A helpful approach, particularly when access to a specialist is limited.
Reprinted from Eating Disorders Review
May/June Volume 26, Number 3
©2015 iaedp
Accumulating evidence supports family-based therapy (FBT) for treating eating disorders during adolescence. However, just as for other manualized therapies, successful FBT depends on the availability of trained FBT therapists. Unfortunately, trained FBT therapists are not widely distributed, even though adolescents with eating disorders are found everywhere.
One approach to this problem is to have families travel to specialized centers for short-term, intensive treatment. To test the concept, researchers at the University of California-San Diego (UCSD) developed a 5-day intensive treatment program for teens, designed around the principles of FBT (Eur Eat Disord Rev. 2015 Mar 16. Doi:10.1002/erv.2353[Epub ahead of print].

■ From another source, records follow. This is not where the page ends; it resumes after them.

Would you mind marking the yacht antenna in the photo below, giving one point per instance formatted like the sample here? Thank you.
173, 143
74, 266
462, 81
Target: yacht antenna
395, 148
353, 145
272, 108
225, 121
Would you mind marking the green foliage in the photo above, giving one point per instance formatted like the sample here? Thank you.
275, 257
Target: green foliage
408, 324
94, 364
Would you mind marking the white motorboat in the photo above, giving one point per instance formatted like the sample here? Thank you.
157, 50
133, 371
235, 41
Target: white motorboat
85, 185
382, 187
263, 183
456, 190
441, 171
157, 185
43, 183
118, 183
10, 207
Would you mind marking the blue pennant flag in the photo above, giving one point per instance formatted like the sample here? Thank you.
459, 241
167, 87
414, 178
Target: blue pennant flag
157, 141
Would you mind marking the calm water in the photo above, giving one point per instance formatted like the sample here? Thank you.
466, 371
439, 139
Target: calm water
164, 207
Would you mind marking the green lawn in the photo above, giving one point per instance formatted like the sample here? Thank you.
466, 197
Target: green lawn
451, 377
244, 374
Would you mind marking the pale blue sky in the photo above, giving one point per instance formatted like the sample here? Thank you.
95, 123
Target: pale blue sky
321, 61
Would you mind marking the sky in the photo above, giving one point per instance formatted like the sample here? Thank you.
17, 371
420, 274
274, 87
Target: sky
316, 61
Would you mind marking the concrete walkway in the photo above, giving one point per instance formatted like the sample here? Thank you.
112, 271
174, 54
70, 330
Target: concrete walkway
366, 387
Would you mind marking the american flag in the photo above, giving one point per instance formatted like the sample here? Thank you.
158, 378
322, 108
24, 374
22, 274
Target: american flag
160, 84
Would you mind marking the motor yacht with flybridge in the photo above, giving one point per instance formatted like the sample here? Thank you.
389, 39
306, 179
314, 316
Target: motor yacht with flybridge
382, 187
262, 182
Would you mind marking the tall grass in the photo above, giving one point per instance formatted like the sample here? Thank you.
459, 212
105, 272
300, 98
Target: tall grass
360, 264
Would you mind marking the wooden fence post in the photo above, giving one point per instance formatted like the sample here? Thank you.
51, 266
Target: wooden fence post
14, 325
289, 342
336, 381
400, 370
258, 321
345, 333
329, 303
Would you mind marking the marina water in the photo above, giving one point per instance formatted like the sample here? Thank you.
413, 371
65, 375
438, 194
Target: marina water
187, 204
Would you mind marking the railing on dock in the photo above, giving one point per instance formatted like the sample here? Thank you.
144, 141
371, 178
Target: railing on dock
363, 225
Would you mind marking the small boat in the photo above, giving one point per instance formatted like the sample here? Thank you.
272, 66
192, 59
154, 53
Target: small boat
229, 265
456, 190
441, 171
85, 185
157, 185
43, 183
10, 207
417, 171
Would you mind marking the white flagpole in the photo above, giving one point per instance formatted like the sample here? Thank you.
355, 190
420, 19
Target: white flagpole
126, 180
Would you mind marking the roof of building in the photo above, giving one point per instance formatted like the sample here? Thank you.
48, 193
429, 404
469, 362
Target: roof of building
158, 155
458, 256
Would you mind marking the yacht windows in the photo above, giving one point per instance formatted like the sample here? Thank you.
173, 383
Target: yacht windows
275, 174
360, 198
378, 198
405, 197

Testing the concept in two types of family settings
Erica Marzola, MD, and her colleagues retrospectively examined the long-term efficacy of intensive family therapy in both single-family and multi-family settings. Their subjects were 74 adolescents with eating disorders who participated in a 5-day intensive treatment program at UCSD between 2006 and 2013. A stringent definition of full remission was used: >=95% of weight expected for gender, age, and height; a global score on the EDE-Q within 1 standard deviation of norms; and absence of binge-purge behaviors. Partial remission was defined as weight ≥ 85% of expected weight or ≥ 95% but with an elevated EDE-Q global score and presence of binge-purge symptoms less than once per week.
The researchers followed the adolescents for 30 months. During that time, 60.8% of the teens reached full remission, and 27% got to partial remission. Poor outcome occurred in 12.2%. The program used single-family and multifamily formats, and these appeared comparable. These preliminary results suggest that intensive FBT may be a useful strategy, particularly when access to specialized treatment is limited by geography.